I wanted to be intimate right away,” mom Nackie Karcher tells SheKnows. “But your body has to fall back into place.” Until her body healed, Karcher and her husband turned more to mutual masturbation and oral sex  

Not everyone is in sync with their partner, however, and communication around returning to sex can be a challenge. “I had a real sex drive after [my daughter] was born,” Amanda, mom of one, tells SheKnows. “I wanted to do it a lot, but sex was really painful. He didn’t want to do it at all. My doctor told me that six weeks after giving birth, my vagina was the same as a 70-year-old woman’s. I still don’t know what that means.”   

Lubell said the best thing you can do in the immediate postpartum period is regular sitz baths. “It gives your genitals extra TLC,” she said. “Its just a little ass tub for your bottom that allows you to soak your vulva, perineum and anus in warm water. You can use just straight warm water, which will bring extra blood flow to the area to improve healing, or [add] certain soothing herbs. 

The “hot dog down a hallway” myth

The stitches are real, but the myth of vagina ruination seems mostly that — a myth. Most women I spoke with felt their vaginas changed overall post-birth, but not necessarily for the worse.  

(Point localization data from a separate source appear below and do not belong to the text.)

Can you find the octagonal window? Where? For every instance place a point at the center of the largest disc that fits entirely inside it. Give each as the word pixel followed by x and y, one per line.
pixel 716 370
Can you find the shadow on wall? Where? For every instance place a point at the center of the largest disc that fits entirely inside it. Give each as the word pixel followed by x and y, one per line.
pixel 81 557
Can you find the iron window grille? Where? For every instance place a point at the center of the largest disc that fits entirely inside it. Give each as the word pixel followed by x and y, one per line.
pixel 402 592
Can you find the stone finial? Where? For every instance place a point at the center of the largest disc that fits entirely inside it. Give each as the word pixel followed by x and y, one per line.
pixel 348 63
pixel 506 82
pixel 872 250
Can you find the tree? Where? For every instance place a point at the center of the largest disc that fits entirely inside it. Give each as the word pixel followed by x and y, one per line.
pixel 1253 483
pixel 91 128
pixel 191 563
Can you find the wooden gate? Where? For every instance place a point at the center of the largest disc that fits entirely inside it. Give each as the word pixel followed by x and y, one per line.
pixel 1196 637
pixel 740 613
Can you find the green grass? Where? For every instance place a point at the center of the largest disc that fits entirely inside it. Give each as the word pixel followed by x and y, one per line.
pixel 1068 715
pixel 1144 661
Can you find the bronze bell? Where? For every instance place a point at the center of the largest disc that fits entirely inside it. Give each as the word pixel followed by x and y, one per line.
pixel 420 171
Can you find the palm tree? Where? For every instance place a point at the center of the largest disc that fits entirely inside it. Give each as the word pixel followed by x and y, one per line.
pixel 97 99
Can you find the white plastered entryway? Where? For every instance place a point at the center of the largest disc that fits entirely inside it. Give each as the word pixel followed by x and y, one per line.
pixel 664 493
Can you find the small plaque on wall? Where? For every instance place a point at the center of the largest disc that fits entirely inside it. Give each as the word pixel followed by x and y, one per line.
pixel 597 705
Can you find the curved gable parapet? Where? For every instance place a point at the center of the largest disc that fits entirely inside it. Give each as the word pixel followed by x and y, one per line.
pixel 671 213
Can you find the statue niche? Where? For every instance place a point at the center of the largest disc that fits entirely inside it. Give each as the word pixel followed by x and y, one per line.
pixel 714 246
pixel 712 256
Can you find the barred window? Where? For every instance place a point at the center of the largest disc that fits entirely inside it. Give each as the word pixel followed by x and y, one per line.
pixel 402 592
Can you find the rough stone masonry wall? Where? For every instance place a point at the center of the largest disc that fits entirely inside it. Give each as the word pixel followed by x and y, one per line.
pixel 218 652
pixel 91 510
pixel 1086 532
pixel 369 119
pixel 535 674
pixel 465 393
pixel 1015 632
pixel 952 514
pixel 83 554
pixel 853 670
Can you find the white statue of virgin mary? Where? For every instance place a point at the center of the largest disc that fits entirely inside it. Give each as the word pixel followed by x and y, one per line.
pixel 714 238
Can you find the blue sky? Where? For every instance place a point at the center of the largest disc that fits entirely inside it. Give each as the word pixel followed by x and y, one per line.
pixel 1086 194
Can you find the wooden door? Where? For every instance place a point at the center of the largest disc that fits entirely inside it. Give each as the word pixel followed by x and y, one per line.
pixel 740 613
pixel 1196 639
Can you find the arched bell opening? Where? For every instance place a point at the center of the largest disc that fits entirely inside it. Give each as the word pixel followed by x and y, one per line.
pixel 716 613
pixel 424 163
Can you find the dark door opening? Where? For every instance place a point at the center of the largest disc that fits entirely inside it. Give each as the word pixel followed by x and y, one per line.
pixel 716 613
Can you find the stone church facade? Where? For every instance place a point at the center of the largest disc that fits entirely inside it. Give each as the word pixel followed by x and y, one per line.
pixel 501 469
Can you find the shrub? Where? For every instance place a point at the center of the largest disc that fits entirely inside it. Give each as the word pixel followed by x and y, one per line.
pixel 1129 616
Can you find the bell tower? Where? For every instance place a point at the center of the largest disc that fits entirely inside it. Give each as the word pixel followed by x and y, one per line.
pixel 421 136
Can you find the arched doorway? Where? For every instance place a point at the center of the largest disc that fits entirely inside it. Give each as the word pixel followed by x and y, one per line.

“Through my vaginal birth, my G-spot moved,” said Phoebe. “It’s deeper in than it used to be. Reaching is a challenge. I noticed pretty quickly after we started having sex again.” 

“Sex was different for me the second time around. I felt like I was a born-again virgin,” one mom said. “Are you like a stretched-out balloon down there? No way. It really felt muscular for me. It felt like my muscles had just had this really great workout.”   

Lubell says that assessing the state of your pelvic floor with a trained physical therapist, if you can access one, is an important first step to reintroducing yourself to your vagina. Just doing Kegel exercises won’t cut it, she notes.   

The issue is that some people have such tight pelvic muscles, they find they spasm. So tightening those muscles isn’t going to help.” 

PSA: Don’t forget birth control

If you do jump back into a sexy routine in the first or second month postpartum, don’t forget this key step.

“It has happened,” admits Lubell, “where I’ll see the look of shock and horror when someone comes back at their six-week checkup and you tell them they’re pregnant.” Yikes. 

It’s all normal

Every pregnancy, every birth, everyone is so different,” says Nackie. “I think getting information is really great, but it does make it hard because some people don’t feel as good as others, even in a single body part.” 

The only thing the experts all agree on? There is no normal — or rather, it’s all normal.